Qu'a-t-on donc perdu en route dans cette première partie de deuxième volet, qui justifie une note moins flatteuse de ma part ?
Hé bien, de la musique à écouter, pour commencer.
La première galette affichait une durée appréciable de 55 minutes, certes saucissonnées en 34 morceaux, mais dont l'ensemble, bien agencé, fonctionnait d'une telle manière qu'on pouvait avoir l'impression d'écouter une suite harmonieuse et cohérente. Pour ce KV2-1, on descend à 33 minutes, ce qui est peu, pour 22 titres. Le morceau le plus long dure 2'56, et la plupart des autres tournent autour de la minute.

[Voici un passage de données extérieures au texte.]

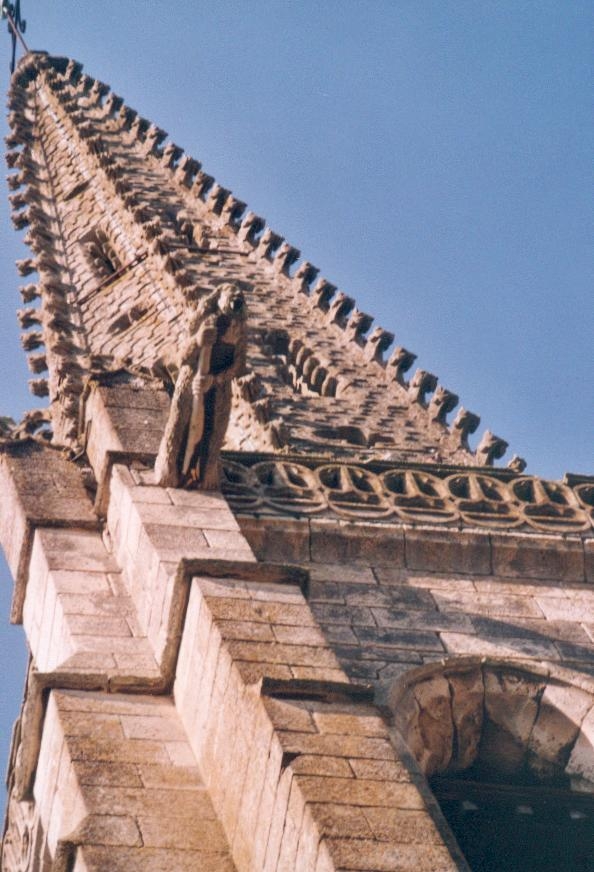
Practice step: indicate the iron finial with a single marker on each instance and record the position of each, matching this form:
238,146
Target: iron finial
16,26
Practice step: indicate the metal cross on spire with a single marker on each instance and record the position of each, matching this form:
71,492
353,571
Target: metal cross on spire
16,26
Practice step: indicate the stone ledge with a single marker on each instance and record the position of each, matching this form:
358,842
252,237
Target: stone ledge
324,691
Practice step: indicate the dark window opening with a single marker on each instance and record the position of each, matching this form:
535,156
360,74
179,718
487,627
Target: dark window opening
519,827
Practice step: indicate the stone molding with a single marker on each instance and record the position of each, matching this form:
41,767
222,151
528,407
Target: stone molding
384,493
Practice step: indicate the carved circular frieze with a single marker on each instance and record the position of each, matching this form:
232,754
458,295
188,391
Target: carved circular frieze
289,487
354,492
418,496
549,505
483,500
412,495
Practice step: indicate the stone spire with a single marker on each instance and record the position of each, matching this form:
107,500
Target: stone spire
129,233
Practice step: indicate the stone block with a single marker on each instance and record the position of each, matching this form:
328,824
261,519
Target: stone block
538,557
442,551
333,541
272,538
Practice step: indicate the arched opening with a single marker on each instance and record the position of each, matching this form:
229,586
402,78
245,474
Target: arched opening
508,753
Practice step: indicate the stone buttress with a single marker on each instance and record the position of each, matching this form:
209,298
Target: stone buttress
263,676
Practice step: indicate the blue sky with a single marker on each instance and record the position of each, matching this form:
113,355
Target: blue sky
432,158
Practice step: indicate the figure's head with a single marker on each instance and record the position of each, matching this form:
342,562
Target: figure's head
231,301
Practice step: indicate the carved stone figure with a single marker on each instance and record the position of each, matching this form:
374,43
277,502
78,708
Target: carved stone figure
201,403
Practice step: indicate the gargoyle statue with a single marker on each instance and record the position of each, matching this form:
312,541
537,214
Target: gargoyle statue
201,402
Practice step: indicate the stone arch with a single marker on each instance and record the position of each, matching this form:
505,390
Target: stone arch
508,751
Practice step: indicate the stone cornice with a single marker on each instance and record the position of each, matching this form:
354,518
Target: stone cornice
381,492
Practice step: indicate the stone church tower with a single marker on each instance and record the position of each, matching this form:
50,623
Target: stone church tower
345,641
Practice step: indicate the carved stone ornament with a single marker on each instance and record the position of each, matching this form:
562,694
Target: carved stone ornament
351,491
201,403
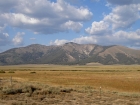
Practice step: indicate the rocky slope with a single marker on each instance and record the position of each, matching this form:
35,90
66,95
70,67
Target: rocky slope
70,53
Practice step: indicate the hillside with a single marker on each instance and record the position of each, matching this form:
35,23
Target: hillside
70,53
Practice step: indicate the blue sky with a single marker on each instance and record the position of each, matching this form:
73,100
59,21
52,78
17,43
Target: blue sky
55,22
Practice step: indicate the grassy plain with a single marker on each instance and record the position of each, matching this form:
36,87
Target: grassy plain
117,79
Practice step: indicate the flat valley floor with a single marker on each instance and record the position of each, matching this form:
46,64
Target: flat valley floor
70,85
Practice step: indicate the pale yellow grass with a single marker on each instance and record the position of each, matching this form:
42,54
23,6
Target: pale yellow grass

Et c'est frustrant, surtout pour un film de 2h20. Beaucoup plus frustrant que pour le disque précédent où, encore une fois, les titres s'enchaînaient bien, et paraissaient plus construits, plus étoffés, plus amples, avec quelques pépites singulières qui se démarquaient du reste ("Désenchevêtrement", "Sous la Bretagne", Arthur à la Tour", "Marche Aquitaine", entre autres).
Rien de tout cela ici, où les morceaux passent à toute vitesse sans vraiment accrocher l'oreille, en dépit des qualités intactes d'orchestrateur d'Alexandre Astier, qui assume ici beaucoup plus que précédemment son admiration pour John Williams, à qui il emprunte, consciemment ou non, nombre de trucs, par exemple dans l'écriture des cuivres.
Attention, j'en vois déjà frémir : non, je ne dis pas qu'Alexandre Astier vaut ou égale John Williams. (Relisez-moi si nécessaire, ce n'est écrit nulle part.) L'écriture de Williams est une excellente école à laquelle Astier emprunte volontiers, mais il n'a pas l'ampleur et la maestria technique du compositeur américain.
Surtout, et c'est l'un des problèmes récurrents de l'ensemble du travail du Lyonnais, Astier compositeur est totalement asujetti à Astier réalisateur et monteur. En d'autres termes, à la différence d'un Williams capable d'aligner des partoches de dix ou quinze minutes de long (le final de E.T., chef d’œuvre absolu), quitte à les réorchestrer pour la publication officielle, Alexandre Astier découpe son travail musical façon carpaccio pour coller à la seconde près au montage, et ne s'autorise pas à voir plus large, plus grand.
Résultat : sur disque, ça peine à décoller, en tout cas dans ce KV2-1 qui, à l'écoute, m'a bien laissé sur ma faim.
Je verrai si de nouvelles écoutes modifieront cette première réaction presque à chaud, mais j'en suis déjà à rêver de la publication d'une version longue - une "expanded" dans le style des productions Intrada ou La-La Land Records, pour ceux qui connaissent. Ça serait un chouette cadeau, même si je n'y crois pas vraiment.